As a kid, I spent a lot of time in my room, in relative solitude. I’ve always just liked it that way and I still do today. One of the biggest adjustments for me when the twins were born was less of that. I was never a loner as a kid, but I always loved time spent by myself, so I could lose myself in something, be it building a model car, listening to vinyl records, sorting hockey cards or especially reading books. Oh, how I loved to read books. My earliest memories of book reading were the Hardy Boys and Nancy Drew mystery books. I think that must have been around 3rd or 4th grade.

By 7th and 8th grade, I was ALL OVER the Spenser:For Hire books, written by Robert Parker. I had all of them and it took me to another world. The best part about it was that I didn’t start reading them until there were about 10-12 of them on the market, so I had a string of Spenser to books to read – it was like there was always a new one! And when I got caught up, I looked forward to the new releases as much as I looked forward to new albums coming out. Spenser, the funny, tough, clever, but soft-in-the-middle detective. There was the psychiatrist Susan, his beautiful muse and girlfriend. The banter between the two was always fun – they made a legendary couple, arguably one of the best in books. Of course, Hawk, the mysterious tough guy who always had a knack for showing up just when you needed him. It was such fun reading at that age. I remember being so excited when the TV show came out and then so disappointed when I saw it, because the books drew the picture way better than the show did.

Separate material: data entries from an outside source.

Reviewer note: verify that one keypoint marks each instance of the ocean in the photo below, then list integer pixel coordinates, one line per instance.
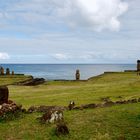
(66, 71)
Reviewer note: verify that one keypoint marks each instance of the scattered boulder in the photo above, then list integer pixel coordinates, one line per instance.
(45, 109)
(7, 71)
(52, 116)
(1, 71)
(32, 82)
(32, 109)
(4, 94)
(71, 105)
(108, 103)
(10, 108)
(121, 102)
(134, 101)
(105, 99)
(61, 129)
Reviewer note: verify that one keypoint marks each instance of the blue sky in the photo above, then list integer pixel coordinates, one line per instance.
(64, 31)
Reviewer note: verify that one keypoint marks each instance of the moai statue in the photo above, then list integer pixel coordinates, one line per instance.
(13, 73)
(138, 67)
(71, 105)
(1, 71)
(4, 93)
(7, 71)
(77, 75)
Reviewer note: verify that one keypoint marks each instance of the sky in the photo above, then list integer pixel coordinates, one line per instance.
(69, 31)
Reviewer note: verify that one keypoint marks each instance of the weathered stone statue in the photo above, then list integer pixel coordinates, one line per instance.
(77, 75)
(138, 67)
(7, 71)
(4, 93)
(13, 73)
(71, 105)
(1, 71)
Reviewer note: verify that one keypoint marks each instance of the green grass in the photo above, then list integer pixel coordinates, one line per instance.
(113, 123)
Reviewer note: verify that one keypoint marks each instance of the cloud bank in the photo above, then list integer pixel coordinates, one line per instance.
(4, 56)
(95, 15)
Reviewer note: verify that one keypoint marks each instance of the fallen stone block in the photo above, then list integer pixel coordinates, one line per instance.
(61, 129)
(52, 116)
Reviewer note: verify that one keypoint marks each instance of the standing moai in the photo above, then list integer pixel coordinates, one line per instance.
(1, 71)
(138, 67)
(77, 75)
(7, 71)
(13, 73)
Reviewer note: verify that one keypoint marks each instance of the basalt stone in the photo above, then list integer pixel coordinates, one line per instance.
(88, 106)
(71, 105)
(105, 99)
(32, 109)
(133, 101)
(61, 129)
(109, 103)
(32, 82)
(4, 94)
(120, 102)
(52, 116)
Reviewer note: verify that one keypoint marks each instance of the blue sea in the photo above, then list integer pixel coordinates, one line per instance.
(66, 71)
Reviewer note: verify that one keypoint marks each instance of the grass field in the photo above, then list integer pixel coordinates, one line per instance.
(113, 123)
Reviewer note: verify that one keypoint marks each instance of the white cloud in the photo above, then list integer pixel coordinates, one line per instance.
(95, 15)
(60, 56)
(4, 56)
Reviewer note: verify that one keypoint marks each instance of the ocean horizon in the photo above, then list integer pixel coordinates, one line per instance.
(66, 71)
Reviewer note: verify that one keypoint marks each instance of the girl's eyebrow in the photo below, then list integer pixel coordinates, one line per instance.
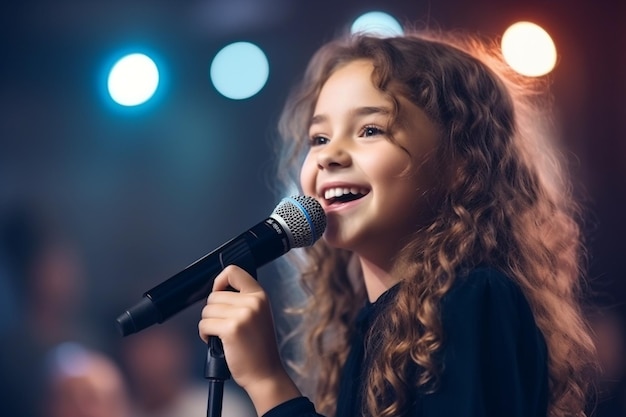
(359, 111)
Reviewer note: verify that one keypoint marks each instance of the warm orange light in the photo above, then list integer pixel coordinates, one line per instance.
(528, 49)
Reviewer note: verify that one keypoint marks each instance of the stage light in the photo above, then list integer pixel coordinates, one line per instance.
(528, 49)
(133, 80)
(377, 23)
(239, 70)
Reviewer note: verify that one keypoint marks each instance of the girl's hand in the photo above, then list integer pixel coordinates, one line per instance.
(243, 321)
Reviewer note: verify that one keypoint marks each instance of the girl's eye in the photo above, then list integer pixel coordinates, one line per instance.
(318, 140)
(371, 131)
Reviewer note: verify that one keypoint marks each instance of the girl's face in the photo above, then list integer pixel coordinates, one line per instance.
(372, 190)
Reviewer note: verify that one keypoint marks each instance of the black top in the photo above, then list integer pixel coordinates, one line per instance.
(494, 356)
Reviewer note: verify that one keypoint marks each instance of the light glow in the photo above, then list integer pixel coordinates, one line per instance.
(528, 49)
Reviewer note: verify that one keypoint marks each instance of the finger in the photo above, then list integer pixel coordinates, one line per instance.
(210, 327)
(237, 278)
(223, 311)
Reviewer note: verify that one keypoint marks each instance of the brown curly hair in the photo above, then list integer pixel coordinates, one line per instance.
(507, 203)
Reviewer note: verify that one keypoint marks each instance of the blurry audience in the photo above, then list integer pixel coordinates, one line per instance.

It was probably around 9th grade that I moved off of those and onto other books, but that stretch of book-reading was one of my favorite times growing up and set me on a path to almost always having a book or two to read. It continues to this day. So thanks, Robert Parker, you have a very special place in my upbringing and my heart. May you rest in peace, but your legacy is sealed for me and I would imagine many others.

Haiti

This is where I prefer to be sometimes

I don’t do good with tragedies. Or death. I guess not many people do. Oh, I want to be informed, I want to know what’s going on, so I do read the main stories, but I can’t go much deeper. Mostly because I can’t bear to hear about people who’ve lost their entire families, their parents, spouses or their children. That’s why I prefer not to watch the 24-hr coverage on CNN or the hour-long specials on the networks. Last night on ABC they ran an hour-long update and I had to (figuratively) watch with my hands over my eyes. I just can’t take it all in one fell swoop, so I had to switch around from time-to-time and find something else that was more frivolous and distracting. You know, cooking shows. College hockey games that I didn’t care about. Or play Skee-Ball on my IPhone. It’s not because I don’t care, it’s because I simply can’t overload myself with…..heaviness. Maybe part of me is pretending it’s just another dumb scripted show on TV. I want a director over there to yell “that’s a wrap!” and everyone will go home, have dinner and go to bed. But I know that’s not the case. How I wish.

Sometimes I have these daydreams that deceased people who I was close to didn’t really die. That they just faked their death and went away for a while to be by themselves. I think about how cruel a joke that would be, but in the end I’d be totally OK with it. The ABC thing was sort of ridiculous at times. They had a survival expert on the show who gave tips on how to survive longer if you’re trapped. He suggested that you stay calm and drink your own urine if you have to. Really? All well and fine, I suppose. Then they had a family on via satellite in Oregon who were supposed to adopt some children over there. The anchors let the family talk about it for a while until ABC unveiled a Skype video connection of a doctor over there in Haiti, holding the safe children. The woman burst into tears. The man got wide-eyed. Why didn’t ABC just tell the family up front that the kids were ok? Because it’s good TV? What the hell?

Whatever. None of it will help those people in Haiti right now. Donate if you can.